OK, now for the explanation of all that nonsense above.  The first thing we are doing in the “if” statement is checking to see if there is a folder with the current system model available.  That will tell us if the package repository is setup to support the current model.  Once we are actually inside the if-loop we create a couple more variables for use.  $BIOSUpdateFile simply gets the BIOS Update File (the .exe) and stores all it’s properties/methods into this variable.  This is now an Object!

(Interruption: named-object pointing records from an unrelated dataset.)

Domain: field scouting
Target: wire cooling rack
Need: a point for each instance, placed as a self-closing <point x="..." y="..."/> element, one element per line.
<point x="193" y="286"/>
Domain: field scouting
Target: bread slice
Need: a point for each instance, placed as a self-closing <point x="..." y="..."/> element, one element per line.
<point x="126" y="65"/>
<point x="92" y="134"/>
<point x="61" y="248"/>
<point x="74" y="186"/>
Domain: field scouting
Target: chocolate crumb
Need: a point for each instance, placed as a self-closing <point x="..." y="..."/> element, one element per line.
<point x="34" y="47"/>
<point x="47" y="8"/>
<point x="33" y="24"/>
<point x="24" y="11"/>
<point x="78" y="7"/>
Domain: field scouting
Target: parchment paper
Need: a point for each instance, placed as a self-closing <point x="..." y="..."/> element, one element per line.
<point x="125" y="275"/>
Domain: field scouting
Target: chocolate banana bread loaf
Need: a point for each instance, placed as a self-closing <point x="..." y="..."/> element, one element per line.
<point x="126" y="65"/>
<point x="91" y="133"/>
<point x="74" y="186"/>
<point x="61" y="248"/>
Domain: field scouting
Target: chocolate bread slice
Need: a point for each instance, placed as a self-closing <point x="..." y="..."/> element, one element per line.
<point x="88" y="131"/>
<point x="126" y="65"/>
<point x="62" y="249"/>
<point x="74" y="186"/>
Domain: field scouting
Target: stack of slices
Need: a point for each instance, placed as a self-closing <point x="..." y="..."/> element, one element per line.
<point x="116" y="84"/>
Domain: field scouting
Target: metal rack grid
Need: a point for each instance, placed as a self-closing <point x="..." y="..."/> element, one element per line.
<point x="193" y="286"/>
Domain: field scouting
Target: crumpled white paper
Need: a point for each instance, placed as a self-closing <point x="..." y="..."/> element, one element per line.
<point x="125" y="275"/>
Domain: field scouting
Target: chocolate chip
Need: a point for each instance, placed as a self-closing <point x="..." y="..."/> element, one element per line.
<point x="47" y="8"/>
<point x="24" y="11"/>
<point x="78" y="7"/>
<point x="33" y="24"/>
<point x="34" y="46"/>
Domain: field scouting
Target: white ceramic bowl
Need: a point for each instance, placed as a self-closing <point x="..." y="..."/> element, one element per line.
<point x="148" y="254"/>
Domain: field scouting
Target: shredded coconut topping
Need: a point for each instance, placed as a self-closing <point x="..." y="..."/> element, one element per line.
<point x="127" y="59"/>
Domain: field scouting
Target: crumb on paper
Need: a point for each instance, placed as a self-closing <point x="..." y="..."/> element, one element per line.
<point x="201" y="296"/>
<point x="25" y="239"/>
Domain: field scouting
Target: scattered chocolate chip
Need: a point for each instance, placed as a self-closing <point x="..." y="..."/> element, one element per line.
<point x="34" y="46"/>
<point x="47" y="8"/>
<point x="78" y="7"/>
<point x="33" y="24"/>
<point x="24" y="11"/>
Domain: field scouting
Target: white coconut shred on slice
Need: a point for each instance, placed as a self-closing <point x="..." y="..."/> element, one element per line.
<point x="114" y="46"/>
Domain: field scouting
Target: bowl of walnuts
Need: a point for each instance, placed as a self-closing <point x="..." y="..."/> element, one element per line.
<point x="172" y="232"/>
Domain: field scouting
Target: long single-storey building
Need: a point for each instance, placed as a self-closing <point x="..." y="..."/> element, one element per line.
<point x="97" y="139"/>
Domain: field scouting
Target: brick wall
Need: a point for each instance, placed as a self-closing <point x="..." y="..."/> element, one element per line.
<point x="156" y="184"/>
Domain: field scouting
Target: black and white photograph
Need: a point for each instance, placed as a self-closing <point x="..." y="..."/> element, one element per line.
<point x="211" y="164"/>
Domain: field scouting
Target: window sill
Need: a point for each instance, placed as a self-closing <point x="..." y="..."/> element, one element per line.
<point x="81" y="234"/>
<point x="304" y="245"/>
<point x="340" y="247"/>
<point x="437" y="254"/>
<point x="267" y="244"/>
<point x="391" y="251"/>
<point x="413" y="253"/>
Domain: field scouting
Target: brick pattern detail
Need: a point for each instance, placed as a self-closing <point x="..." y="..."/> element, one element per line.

The next variable is $BIOSUpdateFileVersion.  This variable stores the actual file version of the BIOS Update File by first stripping off the extension of the file name, then by using the Substring() method to capture only the last three characters.  As you can see from the picture above, the Dell BIOS Update file uses the A## indicator for their BIOS version.

Once we’ve gathered this information, we can then use the .CompareTo() method to compare the installed BIOS Version ($BIOSUpdateFileVersion) and the BIOS Update File Version ($BIOSUpdateFileVersion).  If they are a match, we need not proceed further and can quit.  Otherwise, we need to execute the BIOS Update File silently and without reboot.  We do this by invoking the [System.Diagnostics.Process].  Here we can set the necessary arguments, window style (CreateNoWindow for OSD) and actually Start the process.

The magic of this script is that you don’t actually  have to update the script when adding new models or updating the BIOS version.  Simply add a new folder with the appropriate name, or replace the existing BIOS update file with a new one and the script will handle the rest.